C A P Í T U L O 10
Sentado, comiendo por primera vez con ella, aproveché la charla para conocerla mejor. Entonces a mi curiosidad se le ocurrió entrometerse.
—¿Cuál es su nombre?
Masticó con tranquilidad y después de tragar respondió.
—Ana. Todo es culpa de Ana Frank.
Su expresión infantil me llevó a preguntarme qué edad tenía. Enseñando en una universidad de prestigio, no era solo licenciada en literatura y lengua castellana, tenía un doctorado, pero ahora, era obvio que no era tan mayor como pensé en el principio. Ya que me había dedicado a observarla de cerca, noté que no tenía ni una arruga, su piel era digna de la realeza, saludable y llamativa.
—Veinticuatro —su voz me sacó del ensimismamiento. La miré asombrado, ella sonrió con compasión—. Estabas pensando qué edad tenía. Supongo, basándote en mis estudios, pensabas que era mayor, también por mi vestuario tan criticado. Pero todo eso tiene una explicación. Terminar la escuela a temprana edad puede ser bastante favorable, aunque sobrevivir a la universidad sintiéndote un niño es un reto.
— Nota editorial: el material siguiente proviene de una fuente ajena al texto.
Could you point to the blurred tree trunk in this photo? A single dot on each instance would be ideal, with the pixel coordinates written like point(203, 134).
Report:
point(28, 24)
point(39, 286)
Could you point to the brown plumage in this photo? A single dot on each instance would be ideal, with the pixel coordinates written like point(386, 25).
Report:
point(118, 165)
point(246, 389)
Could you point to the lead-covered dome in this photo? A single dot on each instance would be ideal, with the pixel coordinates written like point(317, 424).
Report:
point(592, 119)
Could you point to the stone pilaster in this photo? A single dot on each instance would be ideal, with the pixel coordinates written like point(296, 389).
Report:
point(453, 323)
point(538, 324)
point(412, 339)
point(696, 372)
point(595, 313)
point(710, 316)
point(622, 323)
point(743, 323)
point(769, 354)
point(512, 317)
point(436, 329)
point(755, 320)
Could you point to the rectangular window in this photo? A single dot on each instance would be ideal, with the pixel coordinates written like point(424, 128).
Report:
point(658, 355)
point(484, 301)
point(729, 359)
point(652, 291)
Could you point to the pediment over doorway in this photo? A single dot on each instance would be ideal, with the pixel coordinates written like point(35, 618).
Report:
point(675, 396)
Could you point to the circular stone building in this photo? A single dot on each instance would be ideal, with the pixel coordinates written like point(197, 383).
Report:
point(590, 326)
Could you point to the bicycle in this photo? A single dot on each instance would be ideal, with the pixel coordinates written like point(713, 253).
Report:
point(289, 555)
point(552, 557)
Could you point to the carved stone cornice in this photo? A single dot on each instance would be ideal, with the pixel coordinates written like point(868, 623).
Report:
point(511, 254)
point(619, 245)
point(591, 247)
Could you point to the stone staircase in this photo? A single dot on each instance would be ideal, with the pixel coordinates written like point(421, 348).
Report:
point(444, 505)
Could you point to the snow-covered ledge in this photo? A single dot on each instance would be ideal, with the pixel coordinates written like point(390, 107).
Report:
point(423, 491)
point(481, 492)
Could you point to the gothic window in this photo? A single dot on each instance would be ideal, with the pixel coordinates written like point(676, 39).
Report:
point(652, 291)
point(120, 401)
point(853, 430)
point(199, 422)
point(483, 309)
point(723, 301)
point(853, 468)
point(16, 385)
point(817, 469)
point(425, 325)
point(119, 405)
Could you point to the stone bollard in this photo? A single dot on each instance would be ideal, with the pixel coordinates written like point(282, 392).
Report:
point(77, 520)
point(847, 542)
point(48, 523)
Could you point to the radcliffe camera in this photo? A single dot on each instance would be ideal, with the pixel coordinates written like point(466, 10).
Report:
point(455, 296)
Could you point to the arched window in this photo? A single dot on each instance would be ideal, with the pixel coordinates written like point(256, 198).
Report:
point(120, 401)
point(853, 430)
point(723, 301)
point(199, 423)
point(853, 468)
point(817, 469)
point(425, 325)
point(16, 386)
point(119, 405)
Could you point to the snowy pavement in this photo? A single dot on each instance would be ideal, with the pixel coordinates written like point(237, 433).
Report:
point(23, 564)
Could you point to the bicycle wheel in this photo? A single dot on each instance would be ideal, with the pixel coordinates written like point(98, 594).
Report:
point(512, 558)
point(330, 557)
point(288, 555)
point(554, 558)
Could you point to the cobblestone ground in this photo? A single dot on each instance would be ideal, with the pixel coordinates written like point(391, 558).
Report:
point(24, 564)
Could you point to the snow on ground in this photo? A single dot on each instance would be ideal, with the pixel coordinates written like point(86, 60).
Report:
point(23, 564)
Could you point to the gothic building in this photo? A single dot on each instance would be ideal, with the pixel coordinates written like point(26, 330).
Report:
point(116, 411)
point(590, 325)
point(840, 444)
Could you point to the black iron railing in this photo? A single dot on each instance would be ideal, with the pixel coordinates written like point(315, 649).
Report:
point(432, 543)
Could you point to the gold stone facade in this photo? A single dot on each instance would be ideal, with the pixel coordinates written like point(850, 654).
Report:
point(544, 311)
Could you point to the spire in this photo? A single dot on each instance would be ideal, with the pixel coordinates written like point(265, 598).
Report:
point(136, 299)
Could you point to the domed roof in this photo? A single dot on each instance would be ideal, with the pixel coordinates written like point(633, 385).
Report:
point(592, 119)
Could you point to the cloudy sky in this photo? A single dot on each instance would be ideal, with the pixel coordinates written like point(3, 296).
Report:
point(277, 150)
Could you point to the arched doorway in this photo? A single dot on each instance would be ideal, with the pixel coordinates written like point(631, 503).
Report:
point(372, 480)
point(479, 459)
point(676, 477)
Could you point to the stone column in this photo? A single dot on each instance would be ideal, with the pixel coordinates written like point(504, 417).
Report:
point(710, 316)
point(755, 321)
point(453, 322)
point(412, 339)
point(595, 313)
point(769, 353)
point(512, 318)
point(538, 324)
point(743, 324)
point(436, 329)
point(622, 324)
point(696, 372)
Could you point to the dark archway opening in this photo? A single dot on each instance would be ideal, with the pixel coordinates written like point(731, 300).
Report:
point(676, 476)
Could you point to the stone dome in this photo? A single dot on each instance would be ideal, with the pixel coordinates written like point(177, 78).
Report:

—¿Y el vestuario anticuado tiene explicación? —pregunté imprudentemente, ella se sonrojo y yo me arrepentí por haberle avergonzado—. Lo siento, olvídalo.
—No me gusta mostrar mi cuerpo. Es decir, ya no me avergüenzo de mis cicatrices, lo superé en la universidad, pero… ¿no crees que el no verme juvenil me hace una maestra mas severa y respetable?
Supe que se desvió del tema a propósito.
Algo que sabría con el tiempo es que lo hacía para no perturbar a la clase con las cicatrices de su pasado. Pues lamentablemente, las personas mayores son así; juzgan todo sin ver el cuadro completo, se escandalizan con lo simple y dejan pasar por alto las atrocidades que se cometen.